Ms Castleman said a new perennial pasture focus demonstration site involved five seed companies selecting two of their best perennial pasture mixes or blends for the region.

These pasture mixes are made up of a popular perennial grass such as phalaris, cocksfoot, a fescue or a perennial legume like lucerne.

“They are mixed with some complementary newer annual species like the latest sub clovers,’’ Ms Castleman said.

Henty Machinery Field Days chief executive officer Belinda Anderson said the demonstration site benefited from the recent rainfall of 90mm.

“The agronomy plots will this year have something of interest for all areas of farming,’’ Mrs Anderson said.

“With new winter crop varieties on show, an independent agronomy demonstration on canola nutrition and a perennial pasture demonstration, the plots will be a must see for all farmers this year.

“This is an exciting new development for this area and Henty Machinery Field Days are proud of the partnership that has been forged with Local Land Services and the Australian Government.’’

The cereal varieties were direct drilled on May 15 into moist soil at a row spacing of 23cm. The paddock was fallow last year while the individual plots measure 14sqm each.

“All varietal demonstration plots were sown with 80kg/ha of fertiliser (with the seed) containing 9kg/ha of Nitrogen, 17kg/ha of Phosphorus, 3kg/ha of Sulphur and 1kg/ha of Zinc, and 50kg/ha of fertiliser (below the seed) containing 19kg/ha of Nitrogen and 15kg/ha of Sulphur,’’ Ms Castleman said.

“Weed control included knockdowns and selective herbicides. Pest management includes insecticides and ongoing monitoring.

“This is not just about demonstrating different agronomic inputs but showcasing the new varieties on offer.

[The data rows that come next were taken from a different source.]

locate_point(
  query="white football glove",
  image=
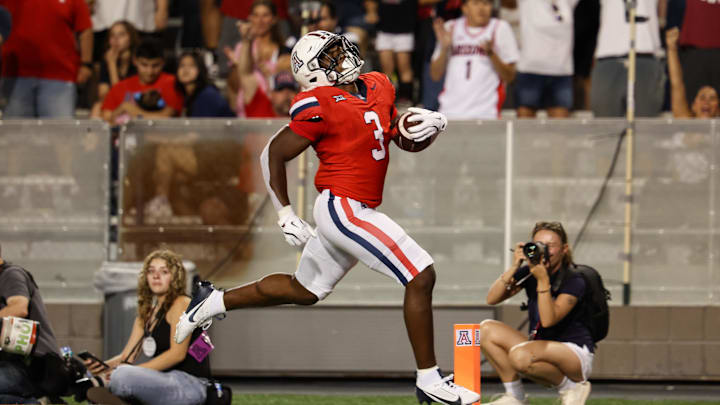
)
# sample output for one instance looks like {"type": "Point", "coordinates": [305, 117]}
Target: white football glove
{"type": "Point", "coordinates": [431, 122]}
{"type": "Point", "coordinates": [297, 232]}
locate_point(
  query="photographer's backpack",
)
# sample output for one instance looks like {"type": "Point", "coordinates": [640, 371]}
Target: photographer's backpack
{"type": "Point", "coordinates": [595, 302]}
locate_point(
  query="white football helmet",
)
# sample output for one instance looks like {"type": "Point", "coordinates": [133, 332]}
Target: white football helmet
{"type": "Point", "coordinates": [314, 65]}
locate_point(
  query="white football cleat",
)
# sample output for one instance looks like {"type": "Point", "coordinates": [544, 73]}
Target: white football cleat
{"type": "Point", "coordinates": [446, 392]}
{"type": "Point", "coordinates": [206, 303]}
{"type": "Point", "coordinates": [576, 395]}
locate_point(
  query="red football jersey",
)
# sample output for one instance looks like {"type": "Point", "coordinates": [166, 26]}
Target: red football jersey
{"type": "Point", "coordinates": [42, 43]}
{"type": "Point", "coordinates": [350, 134]}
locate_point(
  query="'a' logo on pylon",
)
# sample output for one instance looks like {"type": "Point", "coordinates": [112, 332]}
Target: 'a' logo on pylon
{"type": "Point", "coordinates": [462, 338]}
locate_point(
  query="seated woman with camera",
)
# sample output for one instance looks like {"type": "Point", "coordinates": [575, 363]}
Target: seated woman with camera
{"type": "Point", "coordinates": [152, 368]}
{"type": "Point", "coordinates": [559, 349]}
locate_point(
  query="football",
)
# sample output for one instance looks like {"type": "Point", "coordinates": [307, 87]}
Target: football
{"type": "Point", "coordinates": [405, 142]}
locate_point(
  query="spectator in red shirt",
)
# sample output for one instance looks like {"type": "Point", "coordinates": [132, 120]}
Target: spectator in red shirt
{"type": "Point", "coordinates": [220, 24]}
{"type": "Point", "coordinates": [149, 94]}
{"type": "Point", "coordinates": [41, 62]}
{"type": "Point", "coordinates": [705, 104]}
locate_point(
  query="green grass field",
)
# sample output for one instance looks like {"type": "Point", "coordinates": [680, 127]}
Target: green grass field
{"type": "Point", "coordinates": [255, 399]}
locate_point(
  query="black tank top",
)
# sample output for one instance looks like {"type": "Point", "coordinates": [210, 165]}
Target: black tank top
{"type": "Point", "coordinates": [161, 334]}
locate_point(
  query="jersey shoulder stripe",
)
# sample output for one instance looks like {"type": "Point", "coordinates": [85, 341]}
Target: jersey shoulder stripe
{"type": "Point", "coordinates": [302, 105]}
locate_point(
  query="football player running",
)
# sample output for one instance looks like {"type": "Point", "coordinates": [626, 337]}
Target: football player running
{"type": "Point", "coordinates": [349, 119]}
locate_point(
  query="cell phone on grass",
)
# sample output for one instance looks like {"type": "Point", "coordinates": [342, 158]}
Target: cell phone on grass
{"type": "Point", "coordinates": [85, 355]}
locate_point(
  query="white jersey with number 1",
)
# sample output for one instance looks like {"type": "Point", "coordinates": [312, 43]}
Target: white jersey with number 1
{"type": "Point", "coordinates": [472, 88]}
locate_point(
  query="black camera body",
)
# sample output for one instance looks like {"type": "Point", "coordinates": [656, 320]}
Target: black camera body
{"type": "Point", "coordinates": [536, 252]}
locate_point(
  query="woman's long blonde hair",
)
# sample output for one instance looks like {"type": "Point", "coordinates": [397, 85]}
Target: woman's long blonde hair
{"type": "Point", "coordinates": [177, 283]}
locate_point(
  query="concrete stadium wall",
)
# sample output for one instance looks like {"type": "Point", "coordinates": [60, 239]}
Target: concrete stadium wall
{"type": "Point", "coordinates": [644, 343]}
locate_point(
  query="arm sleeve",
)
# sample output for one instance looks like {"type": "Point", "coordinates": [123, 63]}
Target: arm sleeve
{"type": "Point", "coordinates": [307, 118]}
{"type": "Point", "coordinates": [113, 99]}
{"type": "Point", "coordinates": [14, 284]}
{"type": "Point", "coordinates": [104, 73]}
{"type": "Point", "coordinates": [171, 96]}
{"type": "Point", "coordinates": [82, 16]}
{"type": "Point", "coordinates": [505, 43]}
{"type": "Point", "coordinates": [265, 165]}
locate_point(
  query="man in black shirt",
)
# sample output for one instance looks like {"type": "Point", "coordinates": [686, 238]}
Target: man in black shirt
{"type": "Point", "coordinates": [559, 350]}
{"type": "Point", "coordinates": [20, 297]}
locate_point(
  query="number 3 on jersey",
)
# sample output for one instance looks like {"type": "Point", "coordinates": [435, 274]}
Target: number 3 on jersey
{"type": "Point", "coordinates": [372, 117]}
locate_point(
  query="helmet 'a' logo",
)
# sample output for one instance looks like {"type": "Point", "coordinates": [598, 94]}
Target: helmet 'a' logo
{"type": "Point", "coordinates": [296, 62]}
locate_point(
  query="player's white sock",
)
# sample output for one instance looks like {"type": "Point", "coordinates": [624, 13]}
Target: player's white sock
{"type": "Point", "coordinates": [428, 376]}
{"type": "Point", "coordinates": [567, 384]}
{"type": "Point", "coordinates": [515, 389]}
{"type": "Point", "coordinates": [218, 302]}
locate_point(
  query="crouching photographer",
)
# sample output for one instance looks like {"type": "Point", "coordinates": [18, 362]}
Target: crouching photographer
{"type": "Point", "coordinates": [29, 350]}
{"type": "Point", "coordinates": [152, 368]}
{"type": "Point", "coordinates": [559, 349]}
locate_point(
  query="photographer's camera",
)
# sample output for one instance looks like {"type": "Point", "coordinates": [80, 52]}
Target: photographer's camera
{"type": "Point", "coordinates": [536, 252]}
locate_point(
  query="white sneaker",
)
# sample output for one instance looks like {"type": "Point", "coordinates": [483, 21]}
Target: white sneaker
{"type": "Point", "coordinates": [446, 392]}
{"type": "Point", "coordinates": [206, 303]}
{"type": "Point", "coordinates": [576, 395]}
{"type": "Point", "coordinates": [507, 399]}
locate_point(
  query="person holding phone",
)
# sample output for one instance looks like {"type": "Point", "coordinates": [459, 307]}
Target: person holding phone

“We have five demonstrations in the ground with five local and regional seed companies involved.

“A time lapse video will also be taken of the site from June onwards to show crop and pasture growth.’’

Local Land Services staff will be present at the demonstration plots every day of the field days.

They will be able to answer questions and provide advice about a wide range of agricultural production issues, and to link farmers with information from Australia’s leading research organisations.